Consul provides several key features:

  • Multi-Datacenter - Consul is built to be datacenter aware, and can support any number of regions without complex configuration.

  • Service Mesh - Consul Service Mesh enables secure service-to-service communication with automatic TLS encryption and identity-based authorization. Applications can use sidecar proxies in a service mesh configuration to establish TLS connections for inbound and outbound connections with Transparent Proxy.

  • API Gateway - Consul API Gateway manages access to services within Consul Service Mesh, allow users to define traffic and authorization policies to services deployed within the mesh.

  • Service Discovery - Consul makes it simple for services to register themselves and to discover other services via a DNS or HTTP interface. External services such as SaaS providers can be registered as well.

  • Health Checking - Health Checking enables Consul to quickly alert operators about any issues in a cluster. The integration with service discovery prevents routing traffic to unhealthy hosts and enables service level circuit breakers.

  • Dynamic App Configuration - An HTTP API that allows users to store indexed objects within Consul, for storing configuration parameters and application metadata.

Consul runs on Linux, macOS, FreeBSD, Solaris, and Windows and includes an optional browser based UI. A commercial version called Consul Enterprise is also available.

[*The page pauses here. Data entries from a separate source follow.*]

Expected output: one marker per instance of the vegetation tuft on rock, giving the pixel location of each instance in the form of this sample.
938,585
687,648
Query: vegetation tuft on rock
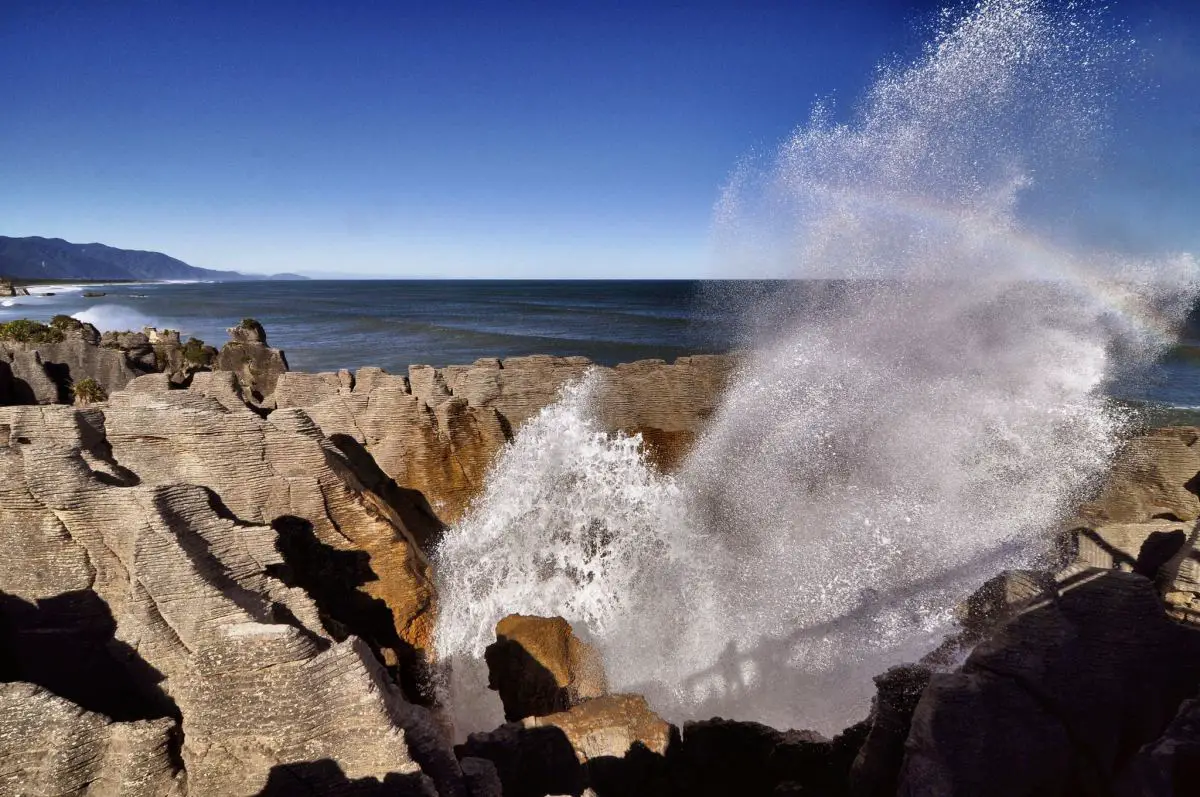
197,353
88,391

Please note: We take Consul's security and our users' trust very seriously. If you believe you have found a security issue in Consul, please responsibly disclose by contacting us at security@hashicorp.com.

Quick Start

A few quick start guides are available on the Consul website:

Documentation

Full, comprehensive documentation is available on the Consul website: https://consul.io/docs

Contributing

Thank you for your interest in contributing! Please refer to CONTRIBUTING.md for guidance. For contributions specifically to the browser based UI, please refer to the UI's README.md for guidance.